Votre tumeur en pleine croissance, serait brutalement stoppée. Privée de nourriture, elle se mettrait à dépérir, rétrécir, puis disparaître.
Selon certains chercheurs, ce rêve peut dans certains cas devenir une réalité. Car voici de quoi les cellules cancéreuses ont besoin pour vivre :
Les cellules peuvent fonctionner avec deux carburants différents
Les cellules ont deux carburants à leur disposition : le glucose et les acides gras.Les cellules doivent brûler ces carburants pour les transformer en énergie cellulaire (ATP, ou adénosine triphosphate).
Elles ont pour cela besoin d'oxygène, apporté par la respiration et par le sang.
A l'intérieur de la cellule, le carburant et l'oxygène sont brûlés au sein des mitochondries, de mini-usines électriques à l'intérieur des cellules, pour produire l'énergie cellulaire.
Les mitochondries peuvent fonctionner soit avec de l'oxygène et du glucose, soit avec de l'oxygène et des acides gras.
Quand l'oxygène vient à manquer
Mais les mitochondries n'ont pas toujours assez d'oxygène à disposition. Par exemple, quand vous courrez très vite et que vous êtes essoufflé, vos cellules manquent d'oxygène.Heureusement, vous pouvez continuer malgré tout à courir parce que vos cellules sont aussi capables de produire de l'énergie sans oxygène : par fermentation.
La fermentation permet aux cellules de fonctionner en l'absence d'oxygène. Toutefois, la fermentation ne marche qu'avec le glucose, pas avec les acides gras.

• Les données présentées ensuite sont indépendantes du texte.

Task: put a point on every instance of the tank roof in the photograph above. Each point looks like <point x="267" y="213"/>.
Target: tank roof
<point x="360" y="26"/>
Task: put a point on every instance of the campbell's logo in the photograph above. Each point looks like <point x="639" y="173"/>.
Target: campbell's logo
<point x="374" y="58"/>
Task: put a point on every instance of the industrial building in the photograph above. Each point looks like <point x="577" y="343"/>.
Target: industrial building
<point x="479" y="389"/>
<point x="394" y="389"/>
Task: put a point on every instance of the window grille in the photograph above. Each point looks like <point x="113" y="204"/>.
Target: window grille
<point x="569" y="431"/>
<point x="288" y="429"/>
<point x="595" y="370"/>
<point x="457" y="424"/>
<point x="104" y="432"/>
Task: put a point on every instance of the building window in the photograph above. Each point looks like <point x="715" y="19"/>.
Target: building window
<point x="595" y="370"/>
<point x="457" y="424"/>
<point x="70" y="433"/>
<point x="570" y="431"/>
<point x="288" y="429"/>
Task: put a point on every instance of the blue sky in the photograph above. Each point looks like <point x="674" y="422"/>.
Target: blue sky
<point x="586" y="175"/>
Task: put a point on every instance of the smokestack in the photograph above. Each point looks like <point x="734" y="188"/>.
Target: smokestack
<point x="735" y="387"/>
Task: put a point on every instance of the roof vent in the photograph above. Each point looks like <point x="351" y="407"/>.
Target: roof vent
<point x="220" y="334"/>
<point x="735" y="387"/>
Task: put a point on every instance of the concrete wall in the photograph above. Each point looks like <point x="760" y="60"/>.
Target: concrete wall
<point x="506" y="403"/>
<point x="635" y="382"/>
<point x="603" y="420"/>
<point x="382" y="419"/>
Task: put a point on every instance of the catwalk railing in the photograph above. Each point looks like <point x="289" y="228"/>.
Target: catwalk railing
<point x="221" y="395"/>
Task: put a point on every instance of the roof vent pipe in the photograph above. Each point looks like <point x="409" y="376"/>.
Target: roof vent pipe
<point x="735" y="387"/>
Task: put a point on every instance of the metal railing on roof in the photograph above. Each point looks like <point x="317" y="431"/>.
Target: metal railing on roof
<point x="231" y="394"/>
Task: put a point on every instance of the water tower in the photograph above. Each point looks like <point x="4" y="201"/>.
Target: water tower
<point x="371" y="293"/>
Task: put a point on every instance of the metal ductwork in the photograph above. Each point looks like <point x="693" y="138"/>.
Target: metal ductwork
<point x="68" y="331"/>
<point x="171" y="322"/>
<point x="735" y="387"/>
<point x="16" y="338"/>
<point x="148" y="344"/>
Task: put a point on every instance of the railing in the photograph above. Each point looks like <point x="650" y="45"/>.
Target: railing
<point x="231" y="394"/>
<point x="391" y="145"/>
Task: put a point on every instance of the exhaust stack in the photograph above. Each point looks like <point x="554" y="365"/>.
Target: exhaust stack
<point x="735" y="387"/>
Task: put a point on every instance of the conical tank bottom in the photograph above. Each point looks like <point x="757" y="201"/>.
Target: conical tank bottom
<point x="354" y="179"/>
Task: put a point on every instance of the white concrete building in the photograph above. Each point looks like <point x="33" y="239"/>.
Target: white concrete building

Les cellules cancéreuses accros au glucose
Les cellules cancéreuses, qui sont très agressives, qui se reproduisent rapidement, et qui sont très nombreuses au même endroit, utilisent prioritairement la fermentation pour fonctionner.La fermentation n'étant pas possible avec les acides gras, cela veut dire que les cellules cancéreuses ont un énorme besoin de glucose.
Elles ont besoin de 20 fois plus de glucose qu’une cellule saine. A tel point que le scanner PET peut servir à voir le cancer dans l’organisme, uniquement en regardant les cellules qui consomment le plus de glucose.
Les cellules cancéreuses sont dépendantes au glucose. La seule chose qui les intéresse, c’est de trouver du glucose à tout prix, comme un toxicomane ; et comme celui-ci, elles ne tiennent plus compte de leur environnement.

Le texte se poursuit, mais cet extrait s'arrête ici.